Patrick and Janine with Patrick's family |
Janine and Patrick - R's nephew - were very sweet and obviously enjoyed their day. They had organised it all in minute detail, with thoughtful reply cards included in the invitation, a welcome letter as the day approached, and a theme of sunflowers and ladybirds. The wedding was held in a pavilion in the garden of the Elizabethan house, complete with red carpet. The bride wore a pretty
embroidered and ruffled organza dress, the bridesmaids wore simple dark blue and the
flower theme was huge sunflowers and even bigger blue hydrangeas!
Really lovely
and unusual. Each place was set with a little bag of sweets - a cream egg and jelly beans - and a perfectly formed tiny wooden top, handmade on a lathe by the groom, for each guest. Such fun!
Cake! |
our table |
Richard SOOO
disapproved of the ‘wedding dance’ - not the dance that P and J did, just the
concept - but he did actually dance
with me for an interminable enjoyable 5 minutes. Amazingly, we
managed to keep in step with one another though it must have looked quite funny
– especially as he kept trying to remember the salsa steps and do those to pop
music! This was an improvement - the last time we danced, he performed a Scottish jig to waltz music...Perhaps we should try to learn ballroom dancing?
There were of course relatives, friends and acquaintances from decades long gone. Much catching up. We met a girl from Kenya, a twin a couple of years older than Cat and Jonny; I remembered we bought a double buggy from her mother when they were born. Cat is bridesmaid to a school friend this summer; this girl knows the other bridesmaid, from Cardiff, well. Common wisdom has it that there are no more than 7 links between any two people: this was only 4, but across two continents...
Richard with his sister Sarah |
After that we went past Northwich, in Cheshire, where my parents had lived in a Victorian cottage overlooking another canal - the Trent and Mersey.

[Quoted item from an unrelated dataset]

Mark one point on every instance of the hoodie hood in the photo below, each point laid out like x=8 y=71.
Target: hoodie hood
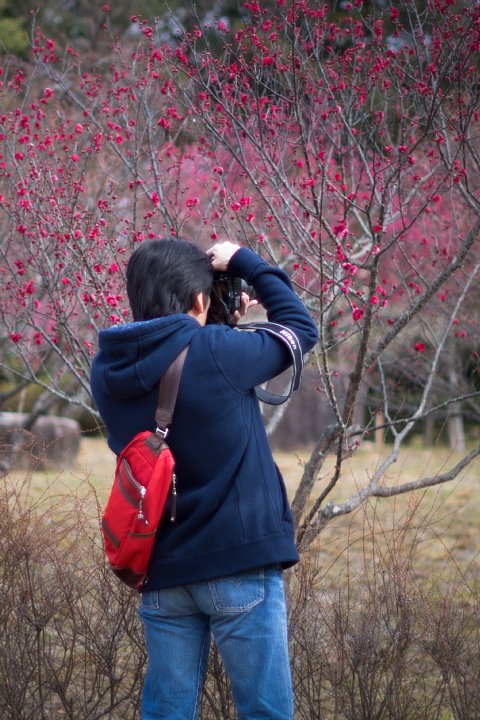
x=132 y=357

The house was next to the pub at Broken Cross and so we had a drink at the pub and a nose at the cottage, sold last year – the kitchen
is being gutted and a lot of work done on the inside but the garden looked just
the same. My mother had created a beautiful flower garden, filled with sweet-smelling shrubs and the roses she loved.
So then we went to see my mother, who
knew me – and seemed to know Richard, too, at first anyway. She was in good spirits,
laughing and joking though got very firm with one of the other residents (not
right in the head) who came up. She looked well and was quite satisfied with a
short visit – we stayed about 20 minutes in the end until she indicated that we
should leave. It was a relief to see her so well - previous visits had been uncomfortable and strange, as she had been too confused to know who I was.
And so I am afflicted by nostalgia, and a wish to remember only the good, the happy. And for some absolutely unaccountable reason, I remembered this song from the 1940s which my father used to sing to me when I was very small: Mairzy Doats:
Memory is a strange thing...
2 comments:
exactly how old were you in the 1940s when this song came out? 5 or 6?
I think I was 7...not sure. It was a VERY long time ago.